The Croatian Bar Association (HOK) officially launched disciplinary procedure against its members Tin Dolicki, Boris Savoric, and Toni Smrcek, on suspicion of conflict of interest related to their involvement in the restructuring of Agrokor and the drafting of the Lex Agrokor bill.
Against Savoric – the lawyer mentioned in the e-mail scandal that led former Economy Minister Martina Dalic to resign last week – an additional reason cited by HOK was suspicion of violation of attorney-client privilege because the e-mails leaked in the so-called Hotmail affair showed he had passed on confidential information belonging to Russia’s VTB bank to other members of the mailing group, HOK reported on Tuesday.
The e-mail scandal, which started last week after website Index.hr published Dalic’s private correspondence, revealed that consultants and lawyers from the private sector had worked in early 2017 on drafting the controversial piece of legislation on state-appointed emergency administration at the indebted food and retail group Agrokor without the knowledge of the wider public.

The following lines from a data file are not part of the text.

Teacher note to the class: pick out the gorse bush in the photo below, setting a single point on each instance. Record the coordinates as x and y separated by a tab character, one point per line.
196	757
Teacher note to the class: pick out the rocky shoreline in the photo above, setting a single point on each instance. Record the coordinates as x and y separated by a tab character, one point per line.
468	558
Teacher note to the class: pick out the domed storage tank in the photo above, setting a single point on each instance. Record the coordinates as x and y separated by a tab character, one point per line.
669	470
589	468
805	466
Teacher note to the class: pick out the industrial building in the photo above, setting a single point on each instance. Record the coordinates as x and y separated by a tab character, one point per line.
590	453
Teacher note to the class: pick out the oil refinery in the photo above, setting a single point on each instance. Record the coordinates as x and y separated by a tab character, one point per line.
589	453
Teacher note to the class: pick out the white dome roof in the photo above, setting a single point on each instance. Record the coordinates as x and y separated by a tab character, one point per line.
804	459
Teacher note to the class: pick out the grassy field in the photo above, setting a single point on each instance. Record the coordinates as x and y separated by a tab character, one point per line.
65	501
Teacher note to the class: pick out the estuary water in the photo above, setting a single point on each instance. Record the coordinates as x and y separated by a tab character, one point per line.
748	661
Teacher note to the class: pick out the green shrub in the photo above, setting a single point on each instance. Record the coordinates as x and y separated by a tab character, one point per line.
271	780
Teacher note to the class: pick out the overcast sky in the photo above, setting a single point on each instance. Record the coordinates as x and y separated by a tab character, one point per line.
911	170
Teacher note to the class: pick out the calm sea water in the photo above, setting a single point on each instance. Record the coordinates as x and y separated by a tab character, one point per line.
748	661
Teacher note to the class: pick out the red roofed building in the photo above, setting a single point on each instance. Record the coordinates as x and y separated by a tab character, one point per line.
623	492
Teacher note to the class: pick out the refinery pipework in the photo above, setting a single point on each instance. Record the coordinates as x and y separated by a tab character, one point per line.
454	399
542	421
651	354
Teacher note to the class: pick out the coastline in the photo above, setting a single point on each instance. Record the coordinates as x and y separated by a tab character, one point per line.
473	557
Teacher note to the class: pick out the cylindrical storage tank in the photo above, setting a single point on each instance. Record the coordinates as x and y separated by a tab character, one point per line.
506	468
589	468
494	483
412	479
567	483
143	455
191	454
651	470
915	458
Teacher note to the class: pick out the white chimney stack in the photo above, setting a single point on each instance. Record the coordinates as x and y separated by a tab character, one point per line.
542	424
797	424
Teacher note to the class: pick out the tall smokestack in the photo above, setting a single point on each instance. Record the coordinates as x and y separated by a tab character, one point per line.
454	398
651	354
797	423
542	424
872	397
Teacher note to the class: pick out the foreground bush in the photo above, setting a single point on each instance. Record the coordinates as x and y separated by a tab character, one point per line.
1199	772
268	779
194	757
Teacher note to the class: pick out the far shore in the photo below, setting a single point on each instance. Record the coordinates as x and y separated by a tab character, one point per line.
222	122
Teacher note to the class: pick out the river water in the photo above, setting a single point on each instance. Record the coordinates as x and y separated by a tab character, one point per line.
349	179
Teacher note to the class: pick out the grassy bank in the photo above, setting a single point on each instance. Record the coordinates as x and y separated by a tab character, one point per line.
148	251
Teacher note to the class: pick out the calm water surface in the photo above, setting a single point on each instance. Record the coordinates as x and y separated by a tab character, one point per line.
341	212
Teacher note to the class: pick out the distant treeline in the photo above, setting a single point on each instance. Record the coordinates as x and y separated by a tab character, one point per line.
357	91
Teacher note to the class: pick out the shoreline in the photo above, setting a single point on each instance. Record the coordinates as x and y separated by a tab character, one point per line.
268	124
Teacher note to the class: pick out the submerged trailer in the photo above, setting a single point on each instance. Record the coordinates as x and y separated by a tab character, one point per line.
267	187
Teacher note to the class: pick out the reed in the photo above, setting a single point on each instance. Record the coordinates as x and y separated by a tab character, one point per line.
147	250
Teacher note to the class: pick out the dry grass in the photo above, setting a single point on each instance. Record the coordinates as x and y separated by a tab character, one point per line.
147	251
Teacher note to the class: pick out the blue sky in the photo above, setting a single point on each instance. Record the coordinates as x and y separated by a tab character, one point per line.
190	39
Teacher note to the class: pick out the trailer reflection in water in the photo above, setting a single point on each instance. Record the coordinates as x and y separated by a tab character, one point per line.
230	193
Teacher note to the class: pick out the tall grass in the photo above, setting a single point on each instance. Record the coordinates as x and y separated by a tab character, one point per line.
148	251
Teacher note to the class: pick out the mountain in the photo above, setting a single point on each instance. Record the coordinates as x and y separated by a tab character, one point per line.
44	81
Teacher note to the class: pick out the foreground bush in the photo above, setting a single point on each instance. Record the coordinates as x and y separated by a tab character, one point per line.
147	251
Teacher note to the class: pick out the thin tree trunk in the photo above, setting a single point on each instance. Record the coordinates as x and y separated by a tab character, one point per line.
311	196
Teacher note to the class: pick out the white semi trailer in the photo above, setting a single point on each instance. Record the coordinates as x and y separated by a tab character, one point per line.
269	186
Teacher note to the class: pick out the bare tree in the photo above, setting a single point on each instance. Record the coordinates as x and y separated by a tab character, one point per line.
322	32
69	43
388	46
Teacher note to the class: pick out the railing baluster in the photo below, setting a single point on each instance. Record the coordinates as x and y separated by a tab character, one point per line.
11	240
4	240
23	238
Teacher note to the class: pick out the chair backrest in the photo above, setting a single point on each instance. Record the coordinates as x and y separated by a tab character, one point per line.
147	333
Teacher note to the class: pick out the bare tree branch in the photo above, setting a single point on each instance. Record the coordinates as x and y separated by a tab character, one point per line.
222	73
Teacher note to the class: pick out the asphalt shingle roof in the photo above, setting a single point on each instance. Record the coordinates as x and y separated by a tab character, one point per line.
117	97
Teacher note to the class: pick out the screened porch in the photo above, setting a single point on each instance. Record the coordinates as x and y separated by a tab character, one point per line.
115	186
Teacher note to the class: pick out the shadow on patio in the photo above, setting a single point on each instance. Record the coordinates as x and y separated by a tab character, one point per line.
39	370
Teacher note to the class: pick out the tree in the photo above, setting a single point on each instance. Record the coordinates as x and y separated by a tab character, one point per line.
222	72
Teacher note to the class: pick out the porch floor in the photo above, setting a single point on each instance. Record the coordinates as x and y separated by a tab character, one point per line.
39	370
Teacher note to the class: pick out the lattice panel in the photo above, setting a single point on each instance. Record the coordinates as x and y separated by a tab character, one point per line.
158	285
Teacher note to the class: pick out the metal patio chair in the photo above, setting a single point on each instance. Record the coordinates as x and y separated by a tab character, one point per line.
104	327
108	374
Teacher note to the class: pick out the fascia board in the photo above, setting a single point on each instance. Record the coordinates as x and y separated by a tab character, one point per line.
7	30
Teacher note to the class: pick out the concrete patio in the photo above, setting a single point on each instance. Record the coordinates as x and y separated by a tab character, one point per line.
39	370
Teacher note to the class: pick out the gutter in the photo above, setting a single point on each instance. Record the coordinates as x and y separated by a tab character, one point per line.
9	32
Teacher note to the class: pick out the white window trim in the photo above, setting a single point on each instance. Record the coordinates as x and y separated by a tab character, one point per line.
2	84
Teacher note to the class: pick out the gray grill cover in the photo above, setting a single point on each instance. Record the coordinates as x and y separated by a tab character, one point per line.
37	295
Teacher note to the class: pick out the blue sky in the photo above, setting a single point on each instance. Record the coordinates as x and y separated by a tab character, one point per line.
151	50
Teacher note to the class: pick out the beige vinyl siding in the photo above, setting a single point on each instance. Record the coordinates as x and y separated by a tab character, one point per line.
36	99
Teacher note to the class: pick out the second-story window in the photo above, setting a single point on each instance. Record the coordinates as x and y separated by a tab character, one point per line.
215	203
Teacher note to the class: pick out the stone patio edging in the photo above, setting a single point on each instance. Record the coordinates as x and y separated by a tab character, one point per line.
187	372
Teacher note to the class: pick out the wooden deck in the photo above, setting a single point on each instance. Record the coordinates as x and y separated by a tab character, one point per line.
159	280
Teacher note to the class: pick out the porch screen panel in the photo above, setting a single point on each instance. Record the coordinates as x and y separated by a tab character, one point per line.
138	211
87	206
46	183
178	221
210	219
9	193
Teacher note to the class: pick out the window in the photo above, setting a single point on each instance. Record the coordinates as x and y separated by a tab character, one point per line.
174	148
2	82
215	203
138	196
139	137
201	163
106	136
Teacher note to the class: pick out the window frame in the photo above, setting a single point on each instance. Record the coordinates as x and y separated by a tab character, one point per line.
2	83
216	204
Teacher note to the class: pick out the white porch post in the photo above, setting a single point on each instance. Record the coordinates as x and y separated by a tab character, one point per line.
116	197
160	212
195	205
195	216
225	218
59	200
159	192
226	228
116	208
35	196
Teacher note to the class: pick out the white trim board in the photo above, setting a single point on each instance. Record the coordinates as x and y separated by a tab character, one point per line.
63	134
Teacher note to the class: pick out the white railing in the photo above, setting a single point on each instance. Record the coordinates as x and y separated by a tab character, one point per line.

The law, dubbed Lex Agrokor in the media, was designed to introduce state-appointed emergency management at the privately-owned company, as its bankruptcy would have put in jeopardy some 60,000 jobs across the region and the entire Croatian economy.
The procedure against Dolicki was launched due to suspicion of conflict of interest as he had represented the Knighthead hedge fund in Agrokor’s creditors’ council, while at the same time working at Agrokor as a consultant. Savoric and his former partner Smrcek are accused of working at the same time for the VTB bank and on drafting the Lex Agrokor bill.
Russian banks Sberbank and VTB are Agrokor’s largest single creditors, with claims of €1.1 billion and €300 million respectively.